廣岡季里子 大学院卒業(修士課程) 2014年

 2013年の春に大学院修士課程に入学してから、はや2年が経ち卒業を迎えようとしています。大学院ではLaser speckleflowgraphy(LSFG)という血流解析装置と光干渉断層計(OCT)を使用し、AZOOR complex や原田病の脈絡膜循環と形態について臨床研究を行ってきました。

 指導の齋藤航特任准教授には、ここで書こうと思うとアニュレポ1冊になってしまうほどお世話になり、同時にご迷惑もたくさんおかけしました。聞くほどでもないことまで質問し、更にそれの繰り返しで、「航先生、航先生!」が口癖になり、“航先生”とタイピングするのはとても速くなりました(笑)。しかしそのおかげで疾患知識や解剖をはじめ、学会発表や論文執筆のノウハウをたくさん勉強させていただきました。本当に感謝の気持ちでいっぱいです。

 大学院で学び勉強したことが、論文というかたちで目に見えて世に残ることが一番の誇りです。大学院在学中には3本の論文がaccept され、その論文作成を通して多くのことを学ぶことができました。年末にaccept された原田病の論文は、初めて執筆したcase series でもあり、自分自身大変思い入れの強いものでした。また本論文作成時、石田教授には御用納めの時間を削ってまで(1時間も!)revise原稿の直しをしていただき、その後の教授との乾杯は至福の時間でした。ただ論文を書くのではなく、論文を書くためにたくさんの関連論文を読んでその疾患について調べ、更に英語表現を勉強したり、専門学校卒の私にとってはすごく大変な時間でしたが、今思うと有意義で自分自身大変成長させていただきました。

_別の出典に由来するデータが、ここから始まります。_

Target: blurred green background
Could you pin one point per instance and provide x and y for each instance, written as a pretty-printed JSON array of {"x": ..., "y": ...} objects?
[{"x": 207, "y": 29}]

 自分はまだ何をするのにも時間がかかりますが、石田教授をはじめ、いつも丁寧に優しく御指導してくださる齋藤航先生、鋭い意見をくださる野田航介先生、同じ臨床研究チームの齋藤理幸先生、大学院の先輩でもありORT の先輩でもある橋本さん、また講義や学会などで
外来を抜ける際も快く応援してくれたORT の皆様のおかげで無事卒業を迎えることができました。プラスアルファでは、誰かが自分の論文を読んだり、いつか自分の論文が引用されたりと、そんな期待を糧にここまで頑張ってきました。

大学院で研究を行うことで、臨床疾患や検査の知識も増え、実際の臨床にフィードバックできている瞬間は嬉しく思います。この経験が北大眼科の臨床の質をあげ、患者様のためになっていくことを信じ、今後も精進してまいりますので御指導ご鞭撻の程、宜しくお願い致します。